Beltane in the East Village 2008 (Wiccan Family Temple Facebook)
This spells trouble.
The Community Board that presides over Astor Place has denied a local Wiccan group’s application to celebrate the summer solstice.
The Wiccan Family Temple had planned a day of music and mystics, complete with a magical wishing well and booths manned by psychics, tarot readers, vendors of crystal balls and tabletop cauldrons, and book-signing authors, including a self-styled supermarket sorceress.
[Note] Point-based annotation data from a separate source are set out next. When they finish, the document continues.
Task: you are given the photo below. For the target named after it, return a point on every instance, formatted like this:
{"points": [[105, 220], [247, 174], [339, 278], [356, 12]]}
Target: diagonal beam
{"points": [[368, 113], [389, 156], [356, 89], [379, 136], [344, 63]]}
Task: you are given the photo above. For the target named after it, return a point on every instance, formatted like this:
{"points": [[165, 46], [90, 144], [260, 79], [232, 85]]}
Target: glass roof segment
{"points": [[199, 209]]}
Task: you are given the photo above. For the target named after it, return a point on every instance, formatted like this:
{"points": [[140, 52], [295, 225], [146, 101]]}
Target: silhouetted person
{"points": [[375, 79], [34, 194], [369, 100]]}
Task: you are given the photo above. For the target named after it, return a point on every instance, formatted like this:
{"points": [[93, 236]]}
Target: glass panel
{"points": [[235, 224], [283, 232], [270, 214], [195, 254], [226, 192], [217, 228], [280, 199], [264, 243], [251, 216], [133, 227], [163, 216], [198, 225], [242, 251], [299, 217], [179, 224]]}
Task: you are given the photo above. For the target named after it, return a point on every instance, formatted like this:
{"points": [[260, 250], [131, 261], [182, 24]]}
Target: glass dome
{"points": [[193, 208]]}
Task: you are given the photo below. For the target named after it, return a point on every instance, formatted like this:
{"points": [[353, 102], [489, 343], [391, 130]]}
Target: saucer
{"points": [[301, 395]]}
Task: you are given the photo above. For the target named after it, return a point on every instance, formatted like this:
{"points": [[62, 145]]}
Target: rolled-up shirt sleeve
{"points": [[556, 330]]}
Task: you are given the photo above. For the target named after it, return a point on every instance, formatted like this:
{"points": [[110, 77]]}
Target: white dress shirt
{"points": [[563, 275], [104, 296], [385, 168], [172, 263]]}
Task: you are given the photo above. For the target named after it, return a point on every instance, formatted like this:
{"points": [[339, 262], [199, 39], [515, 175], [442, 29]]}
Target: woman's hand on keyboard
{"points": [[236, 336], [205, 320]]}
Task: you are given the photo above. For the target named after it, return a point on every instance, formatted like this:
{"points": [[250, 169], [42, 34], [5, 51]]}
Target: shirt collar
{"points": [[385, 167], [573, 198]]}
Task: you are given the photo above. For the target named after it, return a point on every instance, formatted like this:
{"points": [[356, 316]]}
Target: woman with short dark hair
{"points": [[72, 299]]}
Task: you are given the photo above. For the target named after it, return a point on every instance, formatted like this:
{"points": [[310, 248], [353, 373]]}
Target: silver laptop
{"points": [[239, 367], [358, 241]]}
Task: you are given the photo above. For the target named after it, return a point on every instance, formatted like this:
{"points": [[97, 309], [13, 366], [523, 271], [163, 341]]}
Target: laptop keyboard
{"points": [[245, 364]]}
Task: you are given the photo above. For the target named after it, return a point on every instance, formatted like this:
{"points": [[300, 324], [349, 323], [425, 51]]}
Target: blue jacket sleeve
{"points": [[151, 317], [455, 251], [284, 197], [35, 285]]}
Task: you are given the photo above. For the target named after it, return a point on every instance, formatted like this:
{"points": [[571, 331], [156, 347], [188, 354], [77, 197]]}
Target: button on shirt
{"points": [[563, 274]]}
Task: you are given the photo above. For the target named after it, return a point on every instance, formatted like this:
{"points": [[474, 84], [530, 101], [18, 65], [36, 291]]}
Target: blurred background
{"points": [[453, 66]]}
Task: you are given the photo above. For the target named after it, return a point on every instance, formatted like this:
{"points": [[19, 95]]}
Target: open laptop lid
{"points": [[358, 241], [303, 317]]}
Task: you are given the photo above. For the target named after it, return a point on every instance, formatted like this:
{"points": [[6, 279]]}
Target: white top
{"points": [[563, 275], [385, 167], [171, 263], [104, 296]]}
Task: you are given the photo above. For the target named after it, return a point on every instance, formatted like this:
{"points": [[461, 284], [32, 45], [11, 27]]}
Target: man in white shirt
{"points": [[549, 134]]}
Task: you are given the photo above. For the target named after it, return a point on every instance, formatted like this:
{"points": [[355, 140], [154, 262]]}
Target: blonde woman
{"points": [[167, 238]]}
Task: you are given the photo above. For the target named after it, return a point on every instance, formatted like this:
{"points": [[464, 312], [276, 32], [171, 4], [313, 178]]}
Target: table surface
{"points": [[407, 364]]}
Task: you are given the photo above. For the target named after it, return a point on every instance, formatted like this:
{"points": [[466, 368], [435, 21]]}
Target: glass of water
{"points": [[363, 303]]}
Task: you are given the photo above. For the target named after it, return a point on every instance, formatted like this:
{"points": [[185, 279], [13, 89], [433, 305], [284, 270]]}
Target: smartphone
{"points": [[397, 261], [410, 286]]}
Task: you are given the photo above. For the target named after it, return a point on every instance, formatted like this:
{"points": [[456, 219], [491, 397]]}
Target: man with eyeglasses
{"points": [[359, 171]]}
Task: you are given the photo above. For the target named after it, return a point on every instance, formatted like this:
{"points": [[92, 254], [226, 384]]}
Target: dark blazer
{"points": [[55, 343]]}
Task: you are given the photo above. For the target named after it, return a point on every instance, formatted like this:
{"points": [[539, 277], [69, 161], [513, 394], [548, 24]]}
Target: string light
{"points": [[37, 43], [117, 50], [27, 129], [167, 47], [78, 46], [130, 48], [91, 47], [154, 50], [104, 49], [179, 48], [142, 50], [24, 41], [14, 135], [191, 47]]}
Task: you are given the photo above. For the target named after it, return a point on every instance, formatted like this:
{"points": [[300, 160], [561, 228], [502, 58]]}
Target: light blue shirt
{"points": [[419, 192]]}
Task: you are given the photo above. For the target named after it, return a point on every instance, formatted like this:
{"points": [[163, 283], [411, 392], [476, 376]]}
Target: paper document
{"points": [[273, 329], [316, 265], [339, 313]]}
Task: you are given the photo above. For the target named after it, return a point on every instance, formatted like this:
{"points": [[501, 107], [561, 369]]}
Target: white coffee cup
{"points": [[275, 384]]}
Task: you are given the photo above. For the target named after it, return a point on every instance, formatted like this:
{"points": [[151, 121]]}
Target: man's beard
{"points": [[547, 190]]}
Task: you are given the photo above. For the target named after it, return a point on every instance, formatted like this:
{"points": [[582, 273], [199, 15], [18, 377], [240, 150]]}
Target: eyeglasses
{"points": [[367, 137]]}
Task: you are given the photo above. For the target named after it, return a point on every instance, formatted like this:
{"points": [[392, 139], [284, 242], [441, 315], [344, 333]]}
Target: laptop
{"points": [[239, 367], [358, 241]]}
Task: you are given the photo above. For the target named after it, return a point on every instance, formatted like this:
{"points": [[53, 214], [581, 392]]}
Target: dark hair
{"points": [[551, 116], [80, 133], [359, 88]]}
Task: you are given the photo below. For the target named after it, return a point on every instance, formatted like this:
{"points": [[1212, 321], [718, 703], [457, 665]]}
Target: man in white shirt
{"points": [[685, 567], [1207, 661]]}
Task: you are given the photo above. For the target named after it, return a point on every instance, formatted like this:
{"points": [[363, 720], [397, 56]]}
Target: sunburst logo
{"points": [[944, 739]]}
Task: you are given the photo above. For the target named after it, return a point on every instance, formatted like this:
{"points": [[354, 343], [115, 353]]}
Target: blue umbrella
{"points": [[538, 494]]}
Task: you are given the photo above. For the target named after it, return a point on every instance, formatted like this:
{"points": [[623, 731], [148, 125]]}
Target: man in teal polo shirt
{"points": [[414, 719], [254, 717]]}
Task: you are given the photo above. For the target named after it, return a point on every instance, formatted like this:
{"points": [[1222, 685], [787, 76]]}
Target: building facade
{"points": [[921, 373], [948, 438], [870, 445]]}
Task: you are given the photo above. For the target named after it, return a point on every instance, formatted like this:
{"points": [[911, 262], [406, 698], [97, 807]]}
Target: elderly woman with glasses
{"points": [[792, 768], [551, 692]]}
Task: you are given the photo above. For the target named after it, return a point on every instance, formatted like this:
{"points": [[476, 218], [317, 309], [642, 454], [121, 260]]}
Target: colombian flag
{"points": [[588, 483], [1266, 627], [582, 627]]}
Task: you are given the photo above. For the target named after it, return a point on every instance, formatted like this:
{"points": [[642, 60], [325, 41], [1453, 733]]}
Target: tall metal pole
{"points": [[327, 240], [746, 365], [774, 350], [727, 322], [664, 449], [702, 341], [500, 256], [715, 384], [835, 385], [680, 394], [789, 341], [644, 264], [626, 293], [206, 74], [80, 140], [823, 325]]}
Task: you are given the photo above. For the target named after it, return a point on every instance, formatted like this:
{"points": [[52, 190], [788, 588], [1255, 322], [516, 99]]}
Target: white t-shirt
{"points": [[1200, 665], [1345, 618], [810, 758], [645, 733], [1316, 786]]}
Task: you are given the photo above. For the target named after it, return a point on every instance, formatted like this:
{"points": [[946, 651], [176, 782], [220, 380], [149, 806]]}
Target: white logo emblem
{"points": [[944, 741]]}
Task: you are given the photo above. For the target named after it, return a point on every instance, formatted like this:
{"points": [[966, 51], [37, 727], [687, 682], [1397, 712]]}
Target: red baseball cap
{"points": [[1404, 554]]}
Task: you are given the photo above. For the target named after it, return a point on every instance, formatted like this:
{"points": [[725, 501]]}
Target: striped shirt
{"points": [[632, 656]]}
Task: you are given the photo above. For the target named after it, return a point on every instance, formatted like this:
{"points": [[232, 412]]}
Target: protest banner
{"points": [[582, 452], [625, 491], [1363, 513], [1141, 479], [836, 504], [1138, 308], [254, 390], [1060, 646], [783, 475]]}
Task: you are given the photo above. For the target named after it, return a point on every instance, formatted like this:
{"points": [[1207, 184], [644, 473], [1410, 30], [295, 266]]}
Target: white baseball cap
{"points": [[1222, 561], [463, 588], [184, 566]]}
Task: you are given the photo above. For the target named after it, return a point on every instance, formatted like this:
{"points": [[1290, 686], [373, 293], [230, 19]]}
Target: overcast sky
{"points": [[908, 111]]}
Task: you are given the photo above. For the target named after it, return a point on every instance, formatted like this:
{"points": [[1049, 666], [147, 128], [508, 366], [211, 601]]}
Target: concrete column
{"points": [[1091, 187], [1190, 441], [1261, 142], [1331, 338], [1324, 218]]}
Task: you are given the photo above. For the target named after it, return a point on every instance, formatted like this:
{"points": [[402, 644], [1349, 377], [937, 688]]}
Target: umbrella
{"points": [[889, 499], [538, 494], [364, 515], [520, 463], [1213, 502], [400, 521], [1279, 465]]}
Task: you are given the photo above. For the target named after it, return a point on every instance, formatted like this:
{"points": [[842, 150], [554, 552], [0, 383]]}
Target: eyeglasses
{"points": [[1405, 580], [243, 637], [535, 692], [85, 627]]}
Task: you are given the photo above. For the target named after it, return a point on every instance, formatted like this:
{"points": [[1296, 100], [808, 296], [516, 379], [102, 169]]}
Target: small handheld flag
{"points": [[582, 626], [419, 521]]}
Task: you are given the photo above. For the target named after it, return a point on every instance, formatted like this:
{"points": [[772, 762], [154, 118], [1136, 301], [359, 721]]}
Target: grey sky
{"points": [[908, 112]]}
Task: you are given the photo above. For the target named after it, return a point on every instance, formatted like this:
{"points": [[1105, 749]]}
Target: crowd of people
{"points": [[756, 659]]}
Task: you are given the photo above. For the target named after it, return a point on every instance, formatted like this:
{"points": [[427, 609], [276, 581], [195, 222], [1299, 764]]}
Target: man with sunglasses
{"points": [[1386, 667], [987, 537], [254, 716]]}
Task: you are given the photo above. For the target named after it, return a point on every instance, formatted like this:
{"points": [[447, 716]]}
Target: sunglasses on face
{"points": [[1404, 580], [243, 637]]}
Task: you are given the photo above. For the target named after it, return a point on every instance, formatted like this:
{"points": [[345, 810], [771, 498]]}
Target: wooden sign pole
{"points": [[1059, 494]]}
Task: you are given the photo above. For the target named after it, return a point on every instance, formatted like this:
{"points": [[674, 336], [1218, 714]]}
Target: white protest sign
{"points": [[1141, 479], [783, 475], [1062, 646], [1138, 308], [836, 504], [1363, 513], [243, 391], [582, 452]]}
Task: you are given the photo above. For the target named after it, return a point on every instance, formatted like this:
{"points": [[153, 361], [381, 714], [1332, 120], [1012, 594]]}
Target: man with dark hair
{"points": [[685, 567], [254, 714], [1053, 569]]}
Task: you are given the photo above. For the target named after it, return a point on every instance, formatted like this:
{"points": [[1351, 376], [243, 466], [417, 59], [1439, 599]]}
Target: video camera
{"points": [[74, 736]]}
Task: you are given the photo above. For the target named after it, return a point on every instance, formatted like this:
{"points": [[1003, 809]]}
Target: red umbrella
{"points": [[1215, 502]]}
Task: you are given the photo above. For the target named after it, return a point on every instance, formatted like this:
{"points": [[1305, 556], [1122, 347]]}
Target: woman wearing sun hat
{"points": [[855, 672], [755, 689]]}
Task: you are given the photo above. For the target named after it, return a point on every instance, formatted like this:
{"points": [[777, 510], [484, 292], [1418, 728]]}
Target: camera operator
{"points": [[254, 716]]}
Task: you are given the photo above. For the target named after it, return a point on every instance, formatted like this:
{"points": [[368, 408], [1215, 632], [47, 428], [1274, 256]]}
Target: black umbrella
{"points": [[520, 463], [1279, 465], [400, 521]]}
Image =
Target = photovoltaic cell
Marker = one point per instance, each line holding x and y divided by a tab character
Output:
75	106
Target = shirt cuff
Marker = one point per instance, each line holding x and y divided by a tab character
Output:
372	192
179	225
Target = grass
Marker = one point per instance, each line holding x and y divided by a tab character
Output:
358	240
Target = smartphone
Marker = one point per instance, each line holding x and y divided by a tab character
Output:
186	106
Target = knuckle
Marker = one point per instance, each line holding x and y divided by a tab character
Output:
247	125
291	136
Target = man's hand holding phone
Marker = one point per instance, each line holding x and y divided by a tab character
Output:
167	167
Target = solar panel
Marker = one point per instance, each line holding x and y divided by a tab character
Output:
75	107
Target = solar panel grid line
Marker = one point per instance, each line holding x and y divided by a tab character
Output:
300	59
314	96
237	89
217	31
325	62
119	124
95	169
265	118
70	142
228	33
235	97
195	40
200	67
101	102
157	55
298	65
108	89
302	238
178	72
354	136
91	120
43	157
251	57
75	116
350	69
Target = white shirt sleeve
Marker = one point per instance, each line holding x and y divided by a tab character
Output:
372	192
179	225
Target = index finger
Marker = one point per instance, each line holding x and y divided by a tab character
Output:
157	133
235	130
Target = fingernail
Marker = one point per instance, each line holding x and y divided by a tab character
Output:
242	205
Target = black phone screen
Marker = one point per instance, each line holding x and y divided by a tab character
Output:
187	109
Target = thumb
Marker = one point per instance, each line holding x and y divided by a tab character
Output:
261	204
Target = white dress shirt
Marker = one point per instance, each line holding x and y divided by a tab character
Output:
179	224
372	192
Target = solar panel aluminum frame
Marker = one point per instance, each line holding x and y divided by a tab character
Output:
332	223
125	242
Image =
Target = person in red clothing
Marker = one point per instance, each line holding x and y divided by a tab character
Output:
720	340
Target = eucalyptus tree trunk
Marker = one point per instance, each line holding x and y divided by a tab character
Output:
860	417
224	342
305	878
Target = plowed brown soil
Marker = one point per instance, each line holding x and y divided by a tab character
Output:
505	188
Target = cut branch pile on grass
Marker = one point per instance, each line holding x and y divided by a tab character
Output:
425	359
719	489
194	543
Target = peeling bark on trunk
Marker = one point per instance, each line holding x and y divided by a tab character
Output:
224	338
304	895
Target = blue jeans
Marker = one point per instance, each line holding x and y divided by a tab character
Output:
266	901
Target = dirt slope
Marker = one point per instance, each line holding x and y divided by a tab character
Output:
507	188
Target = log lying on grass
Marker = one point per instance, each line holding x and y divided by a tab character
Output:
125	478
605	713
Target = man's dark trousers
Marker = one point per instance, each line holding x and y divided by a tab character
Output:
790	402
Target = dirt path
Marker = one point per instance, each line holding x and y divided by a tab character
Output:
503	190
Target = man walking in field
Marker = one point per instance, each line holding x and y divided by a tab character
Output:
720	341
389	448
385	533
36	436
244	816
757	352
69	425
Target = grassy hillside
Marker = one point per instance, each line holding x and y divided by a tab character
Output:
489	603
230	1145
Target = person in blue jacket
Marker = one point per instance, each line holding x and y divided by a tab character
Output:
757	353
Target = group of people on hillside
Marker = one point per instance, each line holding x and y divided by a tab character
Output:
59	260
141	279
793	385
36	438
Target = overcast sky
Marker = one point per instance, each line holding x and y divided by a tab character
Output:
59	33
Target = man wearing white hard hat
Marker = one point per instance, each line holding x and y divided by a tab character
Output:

But the chairman of Community Board 2′s Sidewalks and Street Activity Committee Maury Schott told DNAinfo that the organization had to prove that the proposed street fair was “indigenous” to the street between Broadway and Lafayette, although he could not explain what that meant.

Inside one of the group’s classes. (Wiccan Family Temple)
“We are a pagan temple,” Starr Ravenhawk, the founder and president of the Wiccan group, said at last Thursday night’s meeting. ”We belong everywhere in Manhattan because we have and hold our services everywhere in Manhattan.”
The event, which would have doubled as a fundraiser, was meant to secure funding for a permanent structure to serve as a place of worship and witch school.
The final say lies with the mayor’s Street Activity Permit Office, who last year granted the so-called annual WitchsFest USA a permit, despite a split recommendation from the community board.
And if the witches still get stonewalled, maybe they can try Broome Street.